Die 31-jährige Cassandra scheint vom Pech verfolgt. Ihr Job und ihr Freund Will gehören der Vergangenheit an und alles an ...

»Zeit ist zerbrechlich. Jeder Besenstrich kann Konsequenzen nach sich ziehen.«

Die 31-jährige Cassandra scheint vom Pech verfolgt. Ihr Job und ihr Freund Will gehören der Vergangenheit an und alles an einem Tag. Keiner in ihrem Umfeld scheint sie zu mögen, ihre Beziehungen halten nicht lange und Cassandra fragt sich, was sie so unsympathisch macht, dass sie unfreiwillig in einer WG leben muss und ihr Notfallkontakt ihre Friseurin ist.

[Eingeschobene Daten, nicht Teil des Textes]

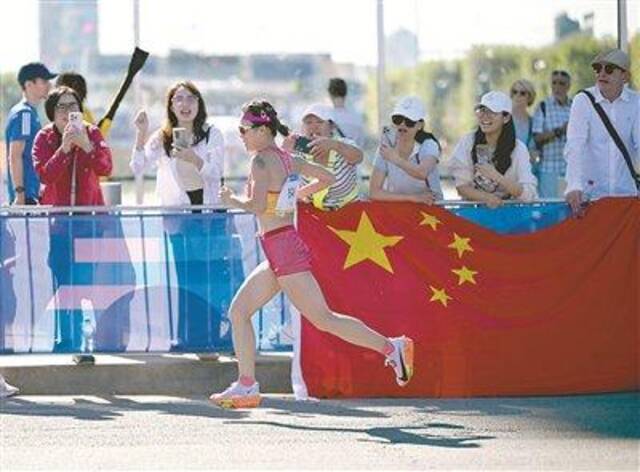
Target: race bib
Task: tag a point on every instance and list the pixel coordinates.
(287, 198)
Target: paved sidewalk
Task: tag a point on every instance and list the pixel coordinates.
(138, 374)
(598, 432)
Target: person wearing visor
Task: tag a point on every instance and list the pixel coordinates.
(405, 166)
(23, 124)
(550, 134)
(320, 143)
(596, 165)
(273, 187)
(490, 165)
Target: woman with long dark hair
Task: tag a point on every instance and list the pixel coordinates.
(272, 190)
(188, 154)
(490, 165)
(188, 171)
(405, 168)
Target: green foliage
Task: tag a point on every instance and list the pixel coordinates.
(451, 88)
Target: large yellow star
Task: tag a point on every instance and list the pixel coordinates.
(365, 243)
(460, 244)
(439, 295)
(465, 275)
(429, 220)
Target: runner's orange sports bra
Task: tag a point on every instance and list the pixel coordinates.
(272, 196)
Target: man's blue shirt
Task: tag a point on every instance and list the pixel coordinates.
(23, 124)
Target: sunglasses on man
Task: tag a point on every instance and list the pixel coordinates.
(399, 119)
(608, 68)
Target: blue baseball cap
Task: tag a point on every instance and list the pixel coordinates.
(34, 70)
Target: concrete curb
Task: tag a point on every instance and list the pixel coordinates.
(167, 374)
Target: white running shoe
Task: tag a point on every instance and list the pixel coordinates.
(7, 390)
(238, 396)
(401, 359)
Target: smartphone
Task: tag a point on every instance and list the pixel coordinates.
(180, 138)
(388, 136)
(75, 119)
(302, 144)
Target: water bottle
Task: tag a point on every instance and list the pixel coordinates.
(88, 326)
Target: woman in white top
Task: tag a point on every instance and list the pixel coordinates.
(188, 171)
(490, 165)
(405, 167)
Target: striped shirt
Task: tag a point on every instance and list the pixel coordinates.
(345, 189)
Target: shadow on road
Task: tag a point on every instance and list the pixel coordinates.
(110, 408)
(450, 436)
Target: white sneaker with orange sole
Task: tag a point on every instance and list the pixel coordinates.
(238, 396)
(401, 359)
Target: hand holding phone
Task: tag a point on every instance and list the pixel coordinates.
(180, 138)
(302, 144)
(75, 120)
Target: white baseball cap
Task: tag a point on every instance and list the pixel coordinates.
(322, 111)
(497, 102)
(410, 107)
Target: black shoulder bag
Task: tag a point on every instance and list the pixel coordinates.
(615, 136)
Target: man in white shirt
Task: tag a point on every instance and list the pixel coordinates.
(347, 121)
(595, 166)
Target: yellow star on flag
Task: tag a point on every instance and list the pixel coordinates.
(460, 244)
(465, 275)
(439, 295)
(429, 220)
(365, 243)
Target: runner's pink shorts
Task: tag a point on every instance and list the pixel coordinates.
(286, 251)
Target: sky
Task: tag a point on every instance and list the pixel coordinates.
(346, 29)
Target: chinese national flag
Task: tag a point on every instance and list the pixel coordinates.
(551, 312)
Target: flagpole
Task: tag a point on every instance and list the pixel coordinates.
(137, 93)
(381, 63)
(623, 31)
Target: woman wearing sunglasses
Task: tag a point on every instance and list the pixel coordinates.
(490, 165)
(188, 171)
(523, 94)
(272, 190)
(405, 167)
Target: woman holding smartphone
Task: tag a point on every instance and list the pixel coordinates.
(405, 167)
(187, 152)
(272, 189)
(490, 165)
(70, 156)
(188, 155)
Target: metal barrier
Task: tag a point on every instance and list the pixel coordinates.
(153, 279)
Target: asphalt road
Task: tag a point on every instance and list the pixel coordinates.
(596, 432)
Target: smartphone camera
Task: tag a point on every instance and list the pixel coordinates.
(75, 119)
(302, 144)
(180, 138)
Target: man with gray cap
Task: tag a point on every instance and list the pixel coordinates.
(23, 124)
(319, 142)
(596, 163)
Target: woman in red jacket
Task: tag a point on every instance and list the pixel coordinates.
(70, 158)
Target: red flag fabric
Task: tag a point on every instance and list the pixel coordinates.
(552, 312)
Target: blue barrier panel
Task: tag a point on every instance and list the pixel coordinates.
(151, 281)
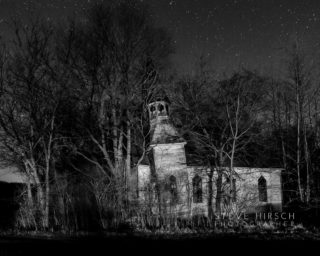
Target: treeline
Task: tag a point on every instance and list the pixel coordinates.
(73, 117)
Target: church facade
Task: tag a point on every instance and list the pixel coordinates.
(168, 184)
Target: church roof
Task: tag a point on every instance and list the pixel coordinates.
(165, 133)
(159, 94)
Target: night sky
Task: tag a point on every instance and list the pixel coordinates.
(231, 33)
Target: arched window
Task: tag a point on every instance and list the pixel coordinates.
(197, 189)
(160, 108)
(262, 187)
(152, 108)
(173, 188)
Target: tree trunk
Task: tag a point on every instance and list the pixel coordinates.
(219, 192)
(298, 143)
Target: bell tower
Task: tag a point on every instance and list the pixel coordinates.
(166, 143)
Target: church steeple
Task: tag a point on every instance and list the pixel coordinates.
(158, 108)
(161, 129)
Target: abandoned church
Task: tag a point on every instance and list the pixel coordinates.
(183, 188)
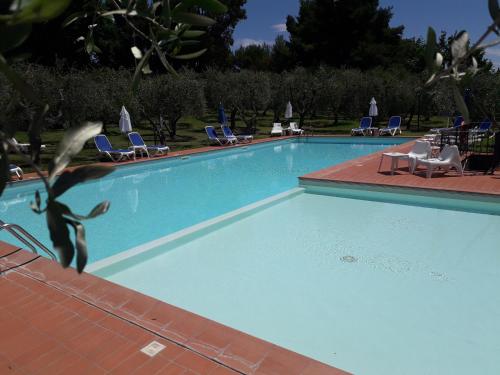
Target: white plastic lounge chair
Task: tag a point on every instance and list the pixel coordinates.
(364, 127)
(228, 133)
(277, 129)
(14, 169)
(459, 121)
(24, 147)
(448, 158)
(421, 150)
(393, 127)
(104, 146)
(215, 139)
(138, 145)
(294, 129)
(483, 128)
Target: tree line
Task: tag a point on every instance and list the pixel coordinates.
(76, 95)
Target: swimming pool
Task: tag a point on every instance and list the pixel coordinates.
(368, 286)
(152, 200)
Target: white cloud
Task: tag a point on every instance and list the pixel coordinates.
(279, 28)
(245, 42)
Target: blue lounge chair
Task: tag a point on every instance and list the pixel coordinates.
(138, 145)
(459, 121)
(484, 127)
(104, 146)
(364, 127)
(14, 169)
(228, 133)
(215, 139)
(393, 127)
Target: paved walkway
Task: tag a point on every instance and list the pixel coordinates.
(364, 170)
(54, 321)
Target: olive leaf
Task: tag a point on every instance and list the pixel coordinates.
(59, 233)
(140, 66)
(80, 244)
(430, 49)
(460, 102)
(190, 56)
(191, 34)
(13, 36)
(19, 84)
(193, 19)
(68, 179)
(37, 10)
(72, 143)
(212, 6)
(459, 46)
(494, 9)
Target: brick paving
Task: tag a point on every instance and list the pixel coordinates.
(364, 170)
(54, 321)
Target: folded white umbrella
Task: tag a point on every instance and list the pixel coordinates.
(125, 123)
(373, 108)
(288, 111)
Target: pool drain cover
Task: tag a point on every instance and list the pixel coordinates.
(153, 348)
(349, 259)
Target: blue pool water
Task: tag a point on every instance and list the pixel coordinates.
(155, 199)
(369, 287)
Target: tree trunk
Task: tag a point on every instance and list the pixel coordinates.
(234, 111)
(276, 117)
(302, 117)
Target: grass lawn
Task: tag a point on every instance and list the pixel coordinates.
(191, 134)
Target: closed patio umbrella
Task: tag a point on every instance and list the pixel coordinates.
(373, 112)
(125, 123)
(221, 115)
(288, 111)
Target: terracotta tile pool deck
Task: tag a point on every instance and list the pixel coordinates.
(364, 171)
(54, 321)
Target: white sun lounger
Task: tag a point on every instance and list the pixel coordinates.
(448, 158)
(294, 128)
(14, 169)
(420, 151)
(24, 147)
(277, 129)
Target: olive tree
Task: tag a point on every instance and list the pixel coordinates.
(278, 95)
(252, 94)
(332, 91)
(168, 97)
(303, 90)
(163, 28)
(221, 88)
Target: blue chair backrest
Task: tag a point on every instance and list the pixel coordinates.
(485, 125)
(102, 143)
(136, 139)
(211, 132)
(458, 121)
(395, 122)
(366, 122)
(227, 131)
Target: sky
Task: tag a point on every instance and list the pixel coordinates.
(266, 19)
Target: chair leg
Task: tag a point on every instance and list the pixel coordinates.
(380, 164)
(429, 171)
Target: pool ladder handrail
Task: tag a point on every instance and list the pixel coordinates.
(26, 238)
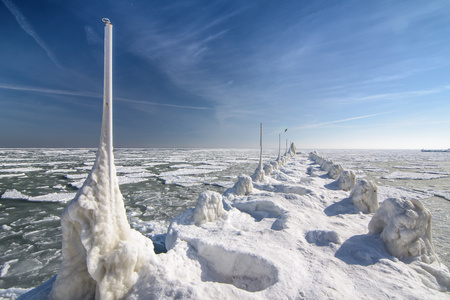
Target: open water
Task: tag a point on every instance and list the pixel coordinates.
(158, 184)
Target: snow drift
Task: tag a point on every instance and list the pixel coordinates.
(347, 180)
(405, 228)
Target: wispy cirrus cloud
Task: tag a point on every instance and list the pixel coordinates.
(92, 95)
(23, 23)
(343, 120)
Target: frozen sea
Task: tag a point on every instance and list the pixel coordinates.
(158, 184)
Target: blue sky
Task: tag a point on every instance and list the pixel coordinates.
(337, 74)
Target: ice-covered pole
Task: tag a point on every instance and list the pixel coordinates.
(260, 146)
(107, 94)
(279, 146)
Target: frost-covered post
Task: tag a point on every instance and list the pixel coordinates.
(260, 146)
(259, 172)
(279, 147)
(107, 92)
(101, 255)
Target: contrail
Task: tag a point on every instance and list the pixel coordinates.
(28, 29)
(345, 120)
(92, 95)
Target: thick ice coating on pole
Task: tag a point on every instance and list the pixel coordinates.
(405, 228)
(364, 196)
(101, 254)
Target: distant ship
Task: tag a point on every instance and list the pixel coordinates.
(437, 150)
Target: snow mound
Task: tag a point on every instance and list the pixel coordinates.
(364, 196)
(322, 237)
(246, 271)
(326, 165)
(260, 209)
(209, 207)
(347, 180)
(242, 187)
(405, 228)
(310, 171)
(268, 169)
(335, 171)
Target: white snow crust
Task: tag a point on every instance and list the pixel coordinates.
(292, 236)
(209, 207)
(347, 180)
(405, 228)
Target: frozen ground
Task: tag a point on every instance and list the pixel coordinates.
(294, 236)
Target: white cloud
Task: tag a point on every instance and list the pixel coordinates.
(28, 29)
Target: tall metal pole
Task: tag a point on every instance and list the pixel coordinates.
(279, 146)
(260, 146)
(107, 97)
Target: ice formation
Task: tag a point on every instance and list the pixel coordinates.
(101, 254)
(259, 174)
(405, 228)
(268, 169)
(209, 207)
(276, 242)
(347, 180)
(364, 196)
(335, 171)
(242, 187)
(326, 165)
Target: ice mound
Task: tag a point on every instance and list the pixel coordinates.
(268, 169)
(347, 180)
(292, 149)
(101, 255)
(209, 207)
(242, 187)
(311, 171)
(335, 171)
(326, 165)
(260, 209)
(405, 228)
(322, 237)
(364, 196)
(245, 271)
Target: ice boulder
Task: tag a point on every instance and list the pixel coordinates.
(322, 237)
(242, 187)
(347, 180)
(268, 169)
(326, 165)
(364, 196)
(310, 171)
(405, 227)
(335, 171)
(275, 164)
(209, 207)
(292, 149)
(313, 155)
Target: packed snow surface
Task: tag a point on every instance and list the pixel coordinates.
(270, 243)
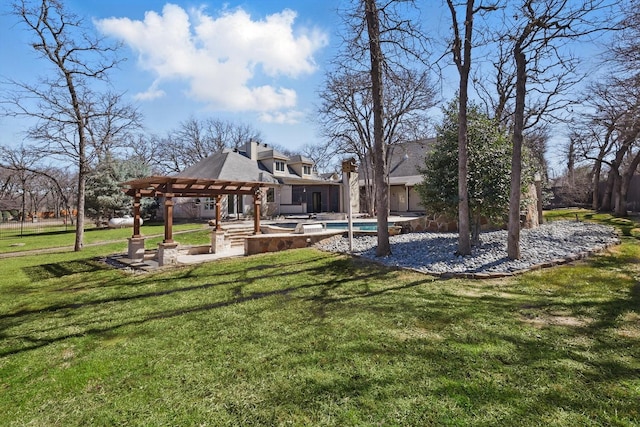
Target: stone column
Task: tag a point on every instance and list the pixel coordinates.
(218, 242)
(136, 248)
(257, 201)
(218, 212)
(168, 218)
(167, 253)
(136, 215)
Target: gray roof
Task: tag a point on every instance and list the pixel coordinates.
(228, 165)
(300, 159)
(406, 160)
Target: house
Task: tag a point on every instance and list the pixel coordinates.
(294, 187)
(404, 163)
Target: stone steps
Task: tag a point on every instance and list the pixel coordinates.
(237, 234)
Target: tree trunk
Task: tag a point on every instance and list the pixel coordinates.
(625, 182)
(595, 196)
(477, 225)
(80, 214)
(513, 230)
(608, 192)
(462, 58)
(382, 194)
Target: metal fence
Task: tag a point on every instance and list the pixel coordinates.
(15, 228)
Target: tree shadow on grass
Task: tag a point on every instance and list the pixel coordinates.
(272, 274)
(41, 272)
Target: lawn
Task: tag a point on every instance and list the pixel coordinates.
(310, 338)
(57, 238)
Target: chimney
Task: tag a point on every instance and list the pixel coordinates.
(251, 150)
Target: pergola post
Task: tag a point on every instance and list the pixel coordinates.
(218, 235)
(135, 248)
(168, 249)
(136, 215)
(257, 201)
(168, 219)
(218, 213)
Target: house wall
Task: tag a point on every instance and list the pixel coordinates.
(415, 204)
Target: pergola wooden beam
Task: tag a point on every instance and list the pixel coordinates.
(170, 187)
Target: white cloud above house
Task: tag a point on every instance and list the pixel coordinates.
(231, 61)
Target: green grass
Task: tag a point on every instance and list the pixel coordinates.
(625, 225)
(60, 239)
(309, 338)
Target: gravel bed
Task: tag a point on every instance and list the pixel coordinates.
(550, 244)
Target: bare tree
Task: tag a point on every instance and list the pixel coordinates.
(346, 117)
(379, 160)
(72, 116)
(382, 41)
(195, 139)
(461, 46)
(541, 28)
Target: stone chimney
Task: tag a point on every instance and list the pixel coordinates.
(251, 150)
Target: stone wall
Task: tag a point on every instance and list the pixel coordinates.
(259, 244)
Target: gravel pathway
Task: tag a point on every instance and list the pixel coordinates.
(552, 243)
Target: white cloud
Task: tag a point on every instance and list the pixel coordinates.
(222, 58)
(150, 94)
(279, 117)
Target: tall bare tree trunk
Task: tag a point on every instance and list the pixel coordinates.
(462, 58)
(513, 229)
(382, 194)
(595, 190)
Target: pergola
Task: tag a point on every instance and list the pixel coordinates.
(170, 187)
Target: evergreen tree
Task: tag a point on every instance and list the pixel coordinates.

Dann schlägt das Schicksal zu und Cassandra erlebt nicht nur den selben Tag, sie beherrscht sogar die Fähigkeit, beliebig in der Zeit zu reisen. Das verleitet natürlich direkt zu korrigieren - was nicht gutgehen kann. Sie versucht herauszufinden, was schief gelaufen ist, um ihren Ex-Freund Will zurückzugewinnen. Aus der Ich-Perspektive geschrieben, ist dieses Leseerlebnis sehr emotional und interessant. Denn Cassandra hat ihre Schwierigkeiten mit sozialen Interaktionen. Small Talk fällt ihr schwer und schon immer sagen die Leute über sie, sie sei schräg und speziell. Dabei weiß sie nur nicht, wie sie auf andere reagieren soll. Was ihr dabei für Gedanken und Gefühle kommen, war authentisch und gut nachvollziehbar. Ihr enormes Gedächtnis ist faszinierend und ihre Zwangshandlungen, sensibilisieren für Menschen, die anders denken und handeln, als man es gewohnt ist. Mehr möchte ich gar nicht verraten, weil sich vieles erst später offenbart. Man lernt Cassandras Persönlichkeit immer besser verstehen. Nach und nach zeigt sich, wer sie wirklich ist, wie sie auf andere wirkt und welches große Geheimnis sie hat. Diese Entwicklung mitzuerleben, hatte einen emotionalen Unterhaltungsfaktor, genauso wie ihre vielen Vergleiche mit dem antiken Griechenland. Mit vierhundert Seiten ist die Story sehr ausführlich beschrieben. Da der Fokus des Buches sehr konzentriert auf Cassandra ist, hat sich der Roman für mich ein bisschen zu lang angefühlt, dafür war ihre persönliche Entwicklung aber realistisch dargestellt, es gab einige Überraschungen und eine schöne Botschaft.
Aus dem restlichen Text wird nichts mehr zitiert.